My paragraphs and emphases. Way to start an essay, Rancière.
How should we understand the syntagm of my title? Obviously it is not a question of claiming that politics or knowledge must take on an aesthetic dimension or that they have to be grounded in sense, sensation, or sensibility. It is not even a question of stating that they are grounded in the sensible or that the sensible is political as such. What aesthetics refers to is not the sensible. Rather, it is a certain modality, a certain distribution of the sensible. This expression can be understood, at least initially, by turning to the text that has framed the space of aesthetics, though the term was never used there as a substantive. I mean, of course, Kant’s Critique of Judgment, which I will use as a guiding thread in the construction of a tentatively more comprehensive concept of aesthetics. For now I only wish to draw from this text the three basic elements that make up what I call a distribution of the sensible.
First, there is something given, a form that is provided by sense—for instance, the form of a palace as described in section two of Kant’s text. Second, the apprehension of this form is not only a matter of sense; rather, sense itself is doubled. The apprehension puts into play a certain relation between what Kant calls faculties: between a faculty that offers the given and a faculty that makes something out of it. For these two faculties the Greek language has only one name, aesthesis, the faculty of sense, the capacity to both perceive a given and make sense of it.
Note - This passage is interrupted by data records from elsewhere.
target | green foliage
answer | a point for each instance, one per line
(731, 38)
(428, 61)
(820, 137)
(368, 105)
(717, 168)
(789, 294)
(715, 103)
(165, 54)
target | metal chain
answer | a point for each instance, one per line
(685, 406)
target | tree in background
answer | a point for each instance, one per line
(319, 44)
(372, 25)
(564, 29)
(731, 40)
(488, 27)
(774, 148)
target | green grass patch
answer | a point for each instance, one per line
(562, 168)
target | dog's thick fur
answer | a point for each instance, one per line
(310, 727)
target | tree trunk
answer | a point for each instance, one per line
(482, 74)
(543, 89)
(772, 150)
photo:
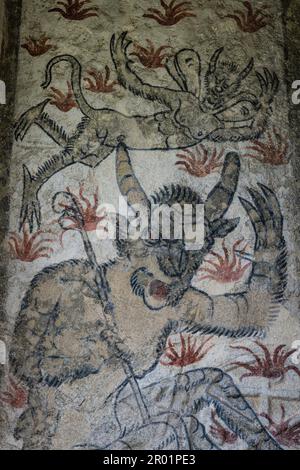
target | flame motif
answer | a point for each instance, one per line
(87, 210)
(199, 163)
(100, 83)
(284, 432)
(250, 21)
(150, 57)
(73, 9)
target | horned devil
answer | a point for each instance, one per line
(223, 113)
(77, 315)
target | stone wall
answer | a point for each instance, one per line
(192, 105)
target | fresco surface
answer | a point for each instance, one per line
(146, 343)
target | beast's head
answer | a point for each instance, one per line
(223, 79)
(175, 259)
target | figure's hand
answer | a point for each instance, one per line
(269, 85)
(27, 119)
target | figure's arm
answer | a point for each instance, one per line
(131, 81)
(250, 312)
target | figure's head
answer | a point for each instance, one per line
(223, 78)
(173, 255)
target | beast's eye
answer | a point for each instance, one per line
(152, 241)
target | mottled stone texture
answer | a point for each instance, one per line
(135, 344)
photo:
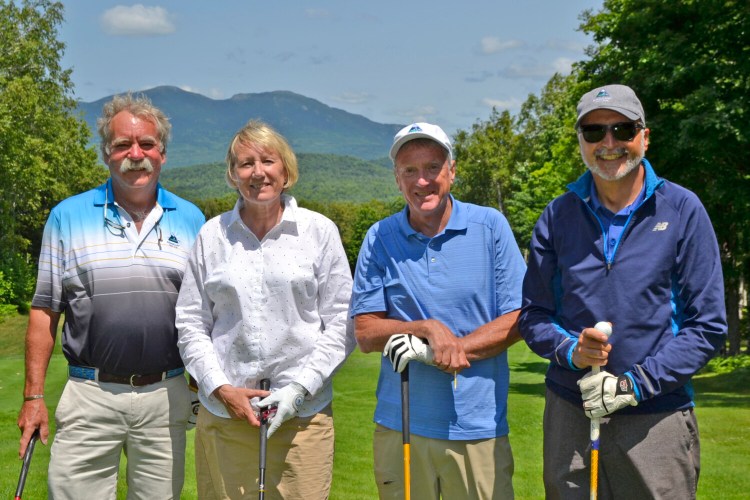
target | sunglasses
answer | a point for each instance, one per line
(624, 131)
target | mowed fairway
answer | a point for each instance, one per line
(723, 414)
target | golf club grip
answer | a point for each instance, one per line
(405, 432)
(26, 464)
(594, 477)
(265, 385)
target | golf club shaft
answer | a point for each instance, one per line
(405, 431)
(265, 384)
(594, 481)
(26, 463)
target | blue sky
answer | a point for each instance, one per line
(391, 61)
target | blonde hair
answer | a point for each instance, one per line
(260, 134)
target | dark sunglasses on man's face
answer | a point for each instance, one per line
(624, 131)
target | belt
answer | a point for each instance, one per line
(135, 380)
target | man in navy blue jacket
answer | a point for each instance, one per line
(626, 247)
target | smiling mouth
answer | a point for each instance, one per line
(611, 156)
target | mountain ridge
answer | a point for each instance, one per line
(202, 127)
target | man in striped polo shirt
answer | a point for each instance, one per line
(112, 261)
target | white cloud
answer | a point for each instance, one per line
(535, 70)
(509, 104)
(213, 93)
(563, 65)
(317, 13)
(418, 114)
(353, 98)
(479, 77)
(137, 20)
(566, 45)
(492, 45)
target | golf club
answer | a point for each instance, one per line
(605, 328)
(405, 431)
(26, 463)
(265, 384)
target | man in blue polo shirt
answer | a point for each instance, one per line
(112, 261)
(440, 283)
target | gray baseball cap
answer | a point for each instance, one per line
(417, 131)
(620, 98)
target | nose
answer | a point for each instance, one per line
(135, 151)
(609, 140)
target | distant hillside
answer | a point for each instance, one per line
(202, 127)
(323, 178)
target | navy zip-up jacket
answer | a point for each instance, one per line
(662, 290)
Making sense of a sense given, Kant tells us, can be done in three ways.Two of the three ways define a hierarchical order.
In the first of these, the faculty of signification rules over the faculty that conveys sensations; the understanding enlists the services of imagination in order to subordinate the sense given. This is the order of knowledge. This order defines a certain view of the palace; the palace is seen as the achievement of an idea imposed on space and on raw materials, as in a plan drafted by an architect. This plan itself is appreciated according to its suitability for the ends of the building.
In the second way of making sense, in contrast, the faculty of sensation takes command over the faculty of knowledge. This is the law of desire. This law views the palace as an object of pride, jealousy, or disdain.
There is a third way of looking at the palace, a way that sees it and appreciates it neither as an object of knowledge nor as an object of desire. In this case, neither faculty rules over the other; the either/or no longer works. The two faculties agree with each other without any kind of subordination. The spectator may think that the magnificence of the palace is sheer futility; he may oppose its pomp and vanity to the misery of the poor or the sweat of the workers who built it for low wages. But this is not the point. What is at stake here is the specificity of a distribution of the sensible that escapes the hierarchical relationship between a high faculty and a low faculty, that is, escapes in the form of a positive neither/nor.
Let us summarize the three points. First, a distribution of the sensible means a certain configuration of the given. Second, this configuration of the given entails a certain relation of sense and sense. That may be conjunctive or disjunctive. The relation is conjunctive when it obeys a certain order of subordination between faculties, a certain manner of playing the game according to established rules. It is disjunctive when the relationship between faculties has no rule. Third, the conjunction or disjunction is also a matter of hierarchy. Either there is a hierarchy between the faculties, which may be overturned, or there is no hierarchy, in which case there is a faculty whose proper power stems from the rejection of the hierarchical relation. This rejection of the hierarchical relation between the faculties that make sense involves a certain neutralization of the social hierarchy.